Point at a Deer, Call it a Horse

“Point at a Deer Call it a Horse:Unreal Socialism in Chinese Performance & Video Art“

Cul De Sac Gallery ( 65 – 69 County Street, London, SE1 4AD) March 2 – April 21, 2013

“Point at a Deer Call it a Horse” is based on the Chinese idiom “Zhi Lu Wei Ma 指鹿为马” — to confuse right and wrong, to distort reality through misrepresentation, to deceive. Historically, it dates back to Zhao Gao, a prime minister of the Qin Dynasty who, in 207 BCE, used dissent to test the court, gauging their loyalty by presenting the emperor with a deer and saying, “This is a horse.” This metaphor for the curatorial rationale has a clear presence in all of the works on display, further reinforcing the show’s notion of “unreal socialism.” It attempted to create a social commentary on the frenetic pace of change and conflicts between the individual, the authorities and culture in contemporary China provided by the Chinese and UK-based artists Ai Weiwei, Cai Yuan and JJ Xi, Stephen Hall and Ren Li Li, Liu Xinyi, Ye Funa, Zhang Peili and Zhang Ding. However, the intensely layered visual and aural articulation of the video, film and performance works, created an overwhelming sensory cacophony through their close proximity in the gallery space, often confusing context thus, distracting from the intended concept. This interweaving could be seen as purposeful in putting head-to-head the emotional to the absurd, the nostalgic past to the present and future, the personal to the public, and the serious to the sarcastic. In my opinion, they act as parodies through which we are enabled to confront the powerful reality of global mass media by engaging in the real or staged re-enactments, documentaries and dramatic filmic compositions that each seek to denote the limitations of socio-political boundaries in China and, thus, the censorship of their individual and collaborative “voice.”
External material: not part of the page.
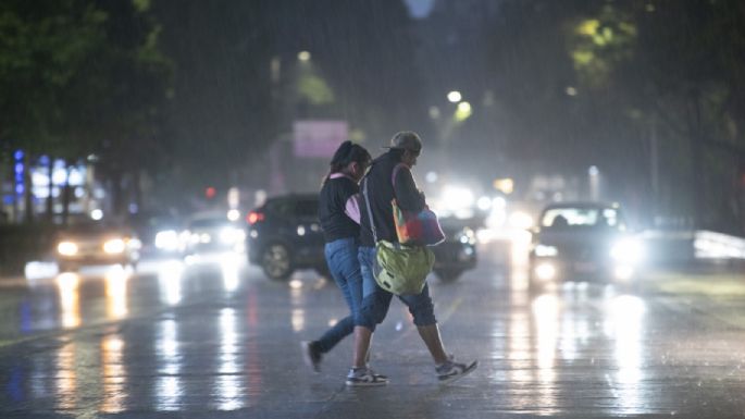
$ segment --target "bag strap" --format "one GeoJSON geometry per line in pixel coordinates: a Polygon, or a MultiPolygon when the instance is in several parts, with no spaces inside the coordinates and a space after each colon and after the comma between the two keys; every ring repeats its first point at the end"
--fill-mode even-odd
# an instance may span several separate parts
{"type": "Polygon", "coordinates": [[[377,243],[377,231],[375,231],[375,222],[372,218],[372,209],[370,208],[370,199],[368,197],[368,176],[362,181],[362,195],[364,195],[364,206],[368,207],[368,217],[370,218],[370,229],[373,233],[373,239],[377,243]]]}
{"type": "Polygon", "coordinates": [[[390,173],[390,183],[394,185],[394,197],[396,196],[396,175],[398,174],[398,171],[401,170],[402,167],[406,164],[403,163],[398,163],[394,167],[393,173],[390,173]]]}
As you enter Cul De Sac Gallery from the end of County Street — where an exact replica of the fourth plinth from Trafalgar Square stands tall, confusing your and its own urban displacement in the city of London – you are unexpectedly faced with the rear of a life-sized stuffed horse that is idolized on its own plinth facing and in tense silent dialogue with a life-sized stuffed deer, both created by the gallery’s founders and exhibition’s curators Stephen Hall and Ren Li Li, making an immediate and literal reference to the exhibition’s title.

As you walk through into the rear gallery space, your senses are punched in the face with Liu Xinyi’s video “Street Fighter” (2012), a recording of an automated punching robot in front of a static image of a riotous crowd, a staged political riot, playing on references of the media and digitised representations of socio-political struggles and the power of activism. The audio from this piece — screams of an aggressive crowd on top of synthesised noises of punching — dominate the gallery space.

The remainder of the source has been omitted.